A man in Ann Arbor, Michigan, hacked the Washtenaw County government computer system in an attempt to alter inmate records and have his friend released early. Konrads Voits, 27, was arrested earlier this year following an FBI investigation and pleaded guilty in federal court last week to damaging a protected computer.
Between approximately 24 January to 10 March this year, Voits used classic phishing and social engineering techniques, using both email and phone calls, to trick Washtenaw County employees into downloading and running malware on their computers.
According to court documents obtained by Bleeping Computer, Voits first attempted to dupe employees by sending them emails asking for help with obtaining court records under the name "Daniel Greene".
He also registered a phony website under the domain name "ewashtenavv.org", which looks similar to the Washtenaw County's official portal – "ewashtenaw.org".
After his email spear-phishing attempts were unsuccessful, Voits began calling county jail employees in February and claimed to be a manager at the County Jail's IT department.
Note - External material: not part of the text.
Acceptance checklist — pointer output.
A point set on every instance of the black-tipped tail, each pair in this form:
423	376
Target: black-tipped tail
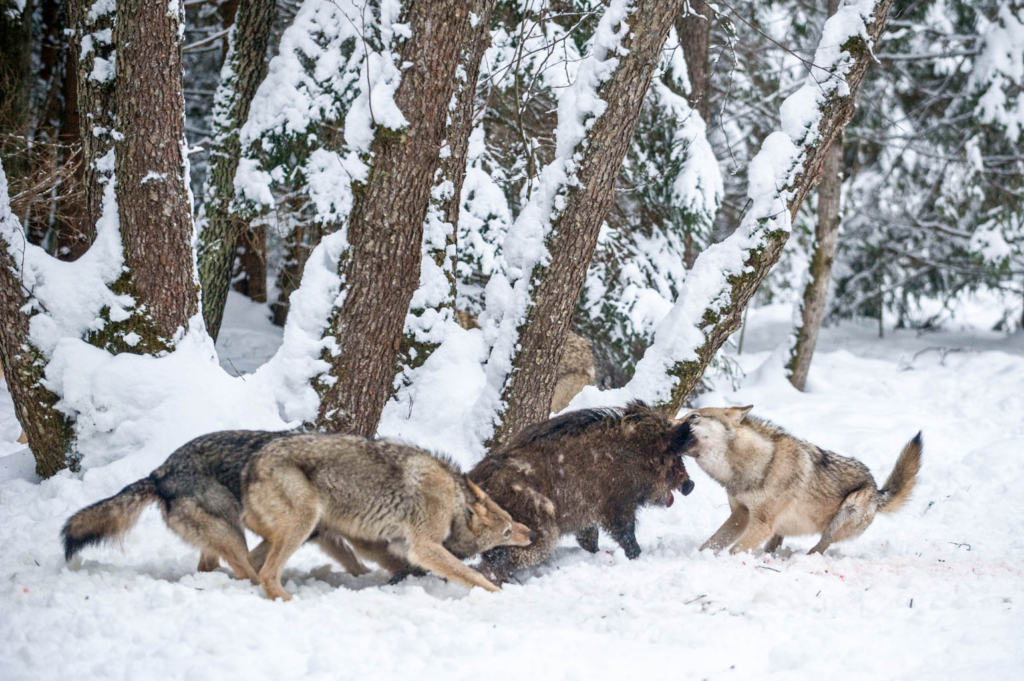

He managed to trick several employees into visiting the phony website riddled with malware and obtained the remote login information of an employee.
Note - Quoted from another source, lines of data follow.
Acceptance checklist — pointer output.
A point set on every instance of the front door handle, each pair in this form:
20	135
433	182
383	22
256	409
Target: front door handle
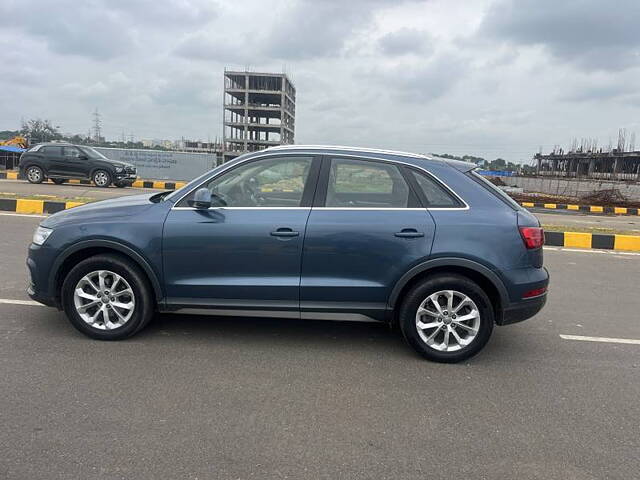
285	232
409	233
He then used the stolen information to install malware on the County's network to gain access to sensitive County records, such as the XJail system – the programme used to monitor and track inmates, search warrant affidavits, internal discipline records and store County employee personal information.
Voits was able to obtain the personal data of more than 1,600 County employees, including their usernames, passwords, emails and other person details.
Once Voits gained full access to the system in March, he accessed the County Jail records of several inmates and altered the electronic records of at least one to have him released early.
However, County Jail employees soon noticed the change and alerted the FBI. No inmates were released early, authorities said.
The Washtenaw County Jail hired a security company to clean up its IT network and said they paid at least $235,488 (£174,826) after responding to and investigating the breach.
Voits faces a maximum of 10 years in prison and a $250,000 fine. He is currently in custody with his sentencing hearing scheduled for 5 April, 2018.